A new study on the value irrigation adds to Nebraska’s economy adds to the importance of the work of a special committee.
The Water Sustainability Task Force has begun meeting, just as the Nebraska Farm Bureau releases a study indicating irrigation adds $11 billion dollars to the state economy annually.
Actually, the study [PDF of study] conducted by Decision Innovation Solutions of Des Moines, Iowa focused on the impact of irrigation during 2012, when drought held Nebraska in a tight grip. The study concluded that irrigation of Nebraska cropland added $11 billion to the state economy last night. It estimates the state would have lost slightly more than 31,000 jobs without irrigation.
Farm Bureau President Steve Nelson says the study simply emphasizes the importance of maintaining adequate irrigation.
“This study really does help put some numbers behind what that real value of irrigation is to the economy, not just for farmers and ranchers, but for everyone in the state,” Nelson tells reporters during a conference call.

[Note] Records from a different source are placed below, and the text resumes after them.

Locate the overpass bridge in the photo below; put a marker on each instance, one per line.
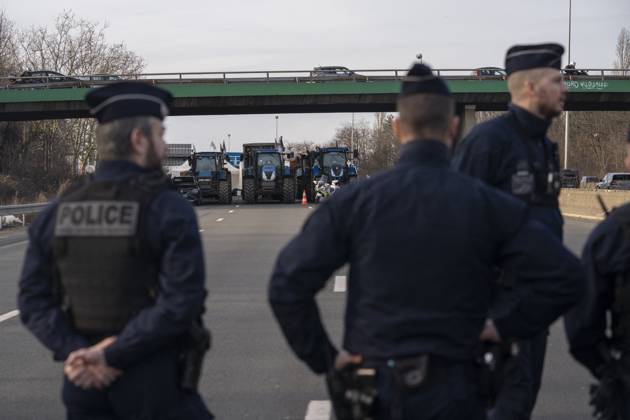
(267, 92)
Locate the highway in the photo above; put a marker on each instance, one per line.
(250, 372)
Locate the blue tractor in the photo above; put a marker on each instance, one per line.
(267, 174)
(324, 165)
(207, 179)
(213, 180)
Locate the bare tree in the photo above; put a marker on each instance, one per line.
(622, 52)
(8, 48)
(76, 46)
(358, 138)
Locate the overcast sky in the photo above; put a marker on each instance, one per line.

Irrigation gave yields a strong boost. Corn grown on irrigated land averaged 190 bushels an acre last year. Corn grown without irrigation in Nebraska yielded only 58 bushels per acre. Irrigated land in Nebraska produced much greater yields that other states in the Corn Belt, including Iowa, Missouri and Illinois.
But, will understanding the importance of irrigation lead the legislature to funding water conservation projects which might be suggested by the Water Sustainability Task Force?
“Part of what we need to do is prioritize what projects are important, what areas need to be worked on first and part of it, of course, is having the adequate funding to do those things,” Nelson says.
Nebraska ranks first among the states in irrigated acreage. Nebraska farmers irrigate 8.4 million acres. California ranks second with 7.3 million acres under irrigation.
The study concludes that irrigation produces enough benefit for the state that it adds jobs to such diverse industries as real estate, wholesale trade, banking and health care.